The Virginia Department of Environmental Quality, working with the state Drought Monitoring Task Force, extended the warning to 83 counties and 31 cities and issued new drought watches for 12 counties and seven cities. The move means no part of the Commonwealth is free of a drought designation.
Alexandria sits within the Northern Virginia warning area alongside Arlington, Fairfax, Fauquier, Loudoun and Prince William counties and the cities of Fairfax, Falls Church, Manassas and Manassas Park.
A drought warning signals that a significant drought event is imminent, according to DEQ. Because Alexandria draws its water from the Potomac River, the agency directed residents and officials to the Metropolitan Washington Water Supply and Drought Awareness Response Plan for specific conservation triggers and required actions.
Agricultural damage is already widespread statewide, and the risk of wildfires has climbed, DEQ said. The updated state designations align with U.S. Department of Agriculture determinations, potentially making farmers eligible for emergency loans through the Farm Service Agency.
The deterioration has been swift.
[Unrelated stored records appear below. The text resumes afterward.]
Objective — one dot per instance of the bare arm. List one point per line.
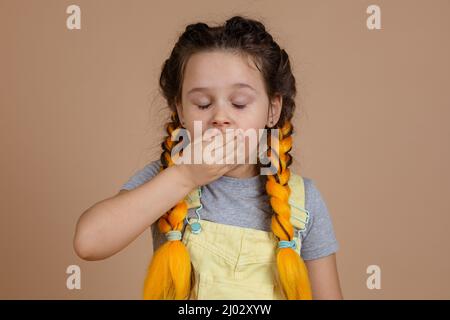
(111, 224)
(324, 278)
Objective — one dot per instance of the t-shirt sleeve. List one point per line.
(142, 175)
(319, 239)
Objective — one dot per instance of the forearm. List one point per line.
(111, 224)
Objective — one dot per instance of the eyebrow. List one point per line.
(236, 85)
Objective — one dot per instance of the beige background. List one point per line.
(80, 113)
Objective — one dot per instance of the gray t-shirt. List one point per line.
(245, 203)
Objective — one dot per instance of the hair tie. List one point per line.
(287, 244)
(173, 235)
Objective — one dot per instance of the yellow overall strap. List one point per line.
(193, 198)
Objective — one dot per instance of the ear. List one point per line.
(274, 111)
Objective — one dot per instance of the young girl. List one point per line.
(223, 231)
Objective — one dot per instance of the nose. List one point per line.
(220, 119)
A DEQ map from Feb. 9 showed large portions of southwestern and southeastern Virginia clear of any advisory. Friday's map shows no such areas remaining.
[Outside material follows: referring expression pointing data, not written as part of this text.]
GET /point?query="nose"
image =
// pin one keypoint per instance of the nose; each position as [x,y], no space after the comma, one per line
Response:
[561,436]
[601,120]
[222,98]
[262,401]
Rainfall has run below normal across the Commonwealth, with the central and southern regions hit hardest. Soil moisture is much below normal statewide and has dropped sharply over the past two weeks. Streamflow is well below normal, and stream gauges in the Dan, New, and Rappahannock river basins have set provisional single-day record lows. Groundwater has declined across the state and sits much below normal in northern Virginia, along the Blue Ridge Mountains, and near Roanoke.
Temperatures have been significantly warmer than normal, and most of the state is forecast to receive less than a tenth of an inch of rain over the coming week.
A brief change in the weather this weekend is unlikely to move the needle. After a mostly sunny Friday with highs near 82 and a mild Saturday reaching 81, showers are likely late Saturday night, with a 60% chance of precipitation but new amounts of less than a tenth of an inch. Sunday brings an 80% chance of showers, mainly before 2 p.m., with a breezy high near 62 and northwest gusts up to 33 mph. Drier, cooler air follows, with sunny skies Monday and Tuesday and highs climbing back into the upper 70s by midweek.
DEQ said it is working with local governments, public water works, and large water users to ensure drought response plans and ordinances are followed. The agency urged all Virginians to cut back water use, monitor conditions, and repair leaks.
Current drought status is available on the DEQ website.